Common to all these different individuals, each with their unique story, is a single thread: God's prior unconditional love for us and the offering of our lives in thanksgiving. The apostle Paul, along with other New Testament writers, time after time, has this as his starting point. The first 11 chapters of his letter to the Romans are about how God has shown us His love through the work of Christ and the gift of the Spirit; the remainder of the letter is then about our response as Christian disciples. All this is very much in the tradition of the Old Testament accounts of the people's walk with God. Look at how the Ten Commandments in Exodus 20 begin; not with the list of ‘do’s and don'ts’ but most powerfully with, “I am the Lord your God, who brought you out of Egypt.” We begin with what God has done for us, and ‘therefore'...

“Therefore" is a huge New Testament word (only three letters in Greek, but massive)! It serves as the fulcrum between what God has done for us and our response.
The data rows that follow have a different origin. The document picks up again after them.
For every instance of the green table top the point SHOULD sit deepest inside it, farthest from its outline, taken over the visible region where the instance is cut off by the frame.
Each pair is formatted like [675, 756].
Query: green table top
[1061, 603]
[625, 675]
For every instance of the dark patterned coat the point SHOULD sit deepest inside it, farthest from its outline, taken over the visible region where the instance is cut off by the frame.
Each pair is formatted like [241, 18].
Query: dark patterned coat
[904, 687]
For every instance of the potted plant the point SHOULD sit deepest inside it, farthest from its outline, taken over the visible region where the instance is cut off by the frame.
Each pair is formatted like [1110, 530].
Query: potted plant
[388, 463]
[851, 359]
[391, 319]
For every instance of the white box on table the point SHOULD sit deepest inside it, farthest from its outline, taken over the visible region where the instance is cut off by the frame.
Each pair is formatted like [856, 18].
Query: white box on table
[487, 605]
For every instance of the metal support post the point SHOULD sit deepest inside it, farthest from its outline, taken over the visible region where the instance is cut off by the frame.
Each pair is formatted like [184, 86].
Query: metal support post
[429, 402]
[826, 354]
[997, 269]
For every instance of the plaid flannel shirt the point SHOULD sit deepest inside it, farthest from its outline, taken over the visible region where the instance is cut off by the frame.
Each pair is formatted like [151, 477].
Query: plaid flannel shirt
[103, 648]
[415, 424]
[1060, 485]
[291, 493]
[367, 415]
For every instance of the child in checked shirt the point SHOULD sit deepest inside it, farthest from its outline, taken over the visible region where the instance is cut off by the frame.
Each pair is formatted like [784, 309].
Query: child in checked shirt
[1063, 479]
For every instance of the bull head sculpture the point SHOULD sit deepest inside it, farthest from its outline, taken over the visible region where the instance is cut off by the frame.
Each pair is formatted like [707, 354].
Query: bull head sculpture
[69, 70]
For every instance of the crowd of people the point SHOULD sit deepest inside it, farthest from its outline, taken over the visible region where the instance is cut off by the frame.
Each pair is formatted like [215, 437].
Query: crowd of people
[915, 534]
It is because of what God has done for us that we are thankful and live our lives in grateful response to His love. When we remember how God has loved us, so we remember our calling to love others. As Jesus says, “I give you a new commandment, that you love one another. Just as I have loved you, you also should love one another. By this everyone will know that you are my disciples, if you have love for one another.”

I regularly see a Spiritual Director, someone who accompanies me on my journey of faith and discipleship. He will sometimes suggest taking one page of A4 to write down, very briefly, what I want to give thanks for, where I have seen some glimpse of God’s glory touching my life. I now try to make this a part of my daily reflection and prayer time, asking myself what I want to thank God for that day, where I have glimpsed His glory. When we take time to compose our own personal list, we realise that this is not just a description of moments in our own life story, but is also a celebration of God’s sustained and unconditional loving engagement with us, in the details of our lives. Often unspectacular, often routine, occasionally at significant moments but time and time again, we know that we are loved!

As we move in to darker and colder weather and waiting for the next set of Covid restrictions, can I invite you to find a sheet of A4 and a pen, sit down quietly and unhurriedly and just start your list? You may well, like me, find yourself surprised by what you write down and more encouraged and enabled to live your life under the heading of “therefore"!!

Finally, in Paul’s words, “I thank my God every time I remember you, constantly praying with joy in every one of my prayers for all of you.”